I was just catching up to make my reply, and it's a good thing I did, because this is it right here.  There's no such thing as a story-game, and it'd be great if the pretentious would-be foisters of that term quit trying to coin it already just to describe a game that has an attitude or a mechanic or two that they don't like.  There's roleplaying games... and then there's other roleplaying games with slight variations.  All this arguing about story comes across as pretty pedantic to me, because we're really only talking about a handful of superficial mechanical gee-whiz gadgets that go on top of a roleplaying session that's pretty much the same as roleplaying game sessions always have been.

Rein*Hagen, or whatever character you're supposed to insert there, made a lot of hay with nothing more than a pretentious attitude, but to claim that White Wolf, or even Forge games for that matter, fundamentally created a new kind of game that demands an entirely new term is a case of a tiny, tiny tail wagging a big ole honkin' dog.

Hobo

Quote from: aramis;330499Not even then... a sandbox, with sufficient prep, is still likely to be improvisational story. RPG mechanics constrain story. Sandbox play is less constrained than module play, but still more constrained than non-game Improv theater.
Wow, some of you folks fetishize the "pure" sandbox the way Libertarians fetishize "pure" capitalism.  Like the economic principle, in reality a "pure" version doesn't exist, probably can't exist, and even if it could, it'd be a sucky thing to actually experience.

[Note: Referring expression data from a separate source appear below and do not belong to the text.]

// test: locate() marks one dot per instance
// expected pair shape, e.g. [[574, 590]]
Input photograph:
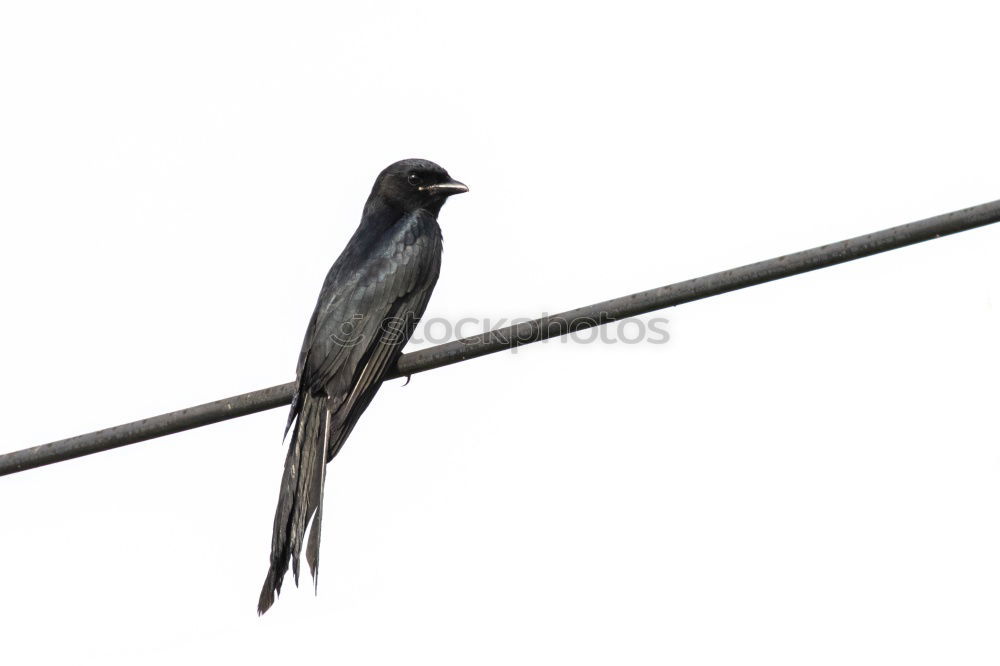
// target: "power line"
[[520, 334]]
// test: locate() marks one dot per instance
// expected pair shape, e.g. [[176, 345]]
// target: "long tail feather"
[[299, 497]]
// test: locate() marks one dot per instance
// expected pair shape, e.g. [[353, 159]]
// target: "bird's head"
[[414, 183]]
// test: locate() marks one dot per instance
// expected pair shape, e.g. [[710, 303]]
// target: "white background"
[[808, 472]]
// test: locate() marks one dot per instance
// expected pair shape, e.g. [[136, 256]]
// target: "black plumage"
[[368, 307]]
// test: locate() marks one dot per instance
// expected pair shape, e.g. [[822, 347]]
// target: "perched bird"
[[368, 307]]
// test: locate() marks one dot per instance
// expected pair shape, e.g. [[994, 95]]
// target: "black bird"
[[369, 305]]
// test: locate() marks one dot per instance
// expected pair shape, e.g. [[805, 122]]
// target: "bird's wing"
[[364, 319]]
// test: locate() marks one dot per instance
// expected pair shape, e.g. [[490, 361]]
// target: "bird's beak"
[[447, 189]]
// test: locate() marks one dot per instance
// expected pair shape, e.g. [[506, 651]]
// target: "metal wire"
[[520, 334]]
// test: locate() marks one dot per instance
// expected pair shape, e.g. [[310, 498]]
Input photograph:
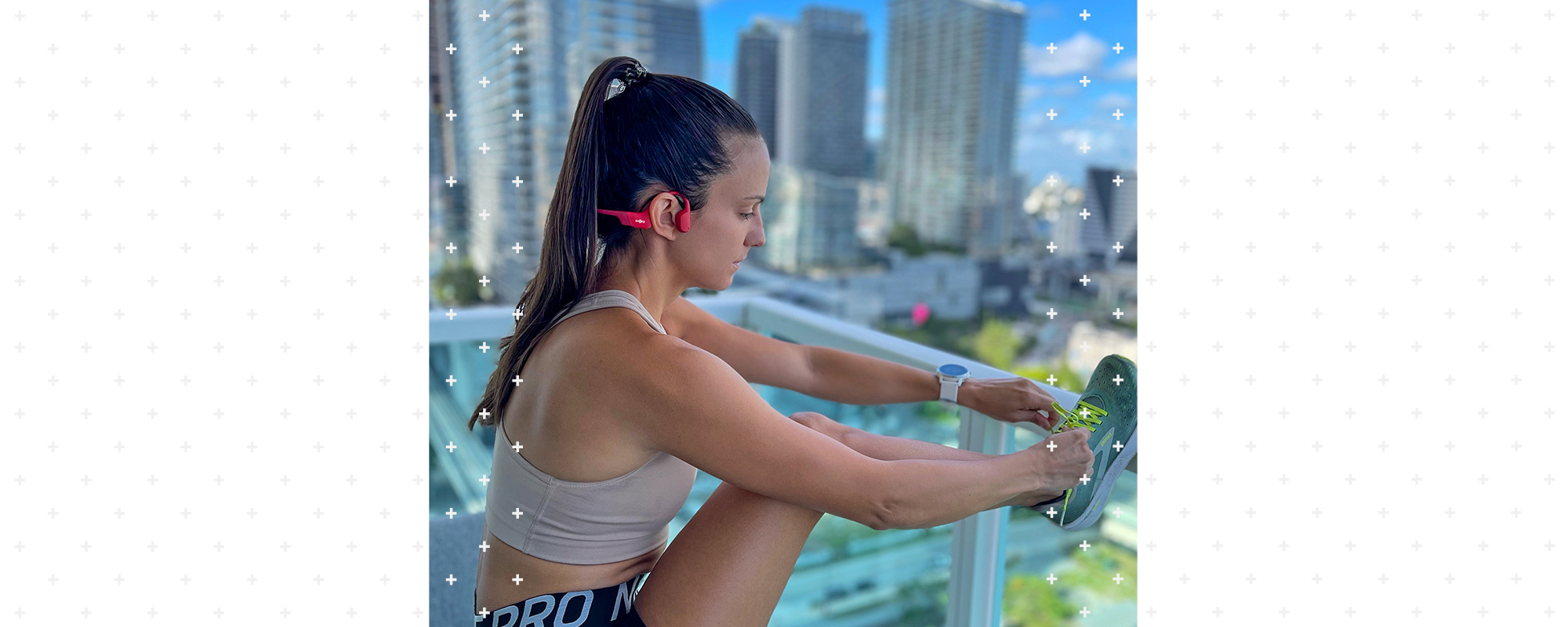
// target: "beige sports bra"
[[586, 523]]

We already had a perfectly fine term here; railroading, that was the theoretical opposite of a sandbox, where the theoretical endpoint is little more than the GM reading his book to the players.  But the point is that both of those: pure railroad and pure sandbox, are merely theoretical endpoints.  All games that I've ever witnessed, or that I can even imagine, fall somewhere on the spectrum in between.  

Personally, I'm a fan of the so-called "narrow-wide-narrow" approach, where you purposefully "railroad" a bit at the beginning of the campaign to get it off the ground, and once it's running on its own steam, you back off and let the PCs have their head.  Then, at the end, you have to force a few strings to tie themselves off and come to a head; otherwise the game just lingers indefinately.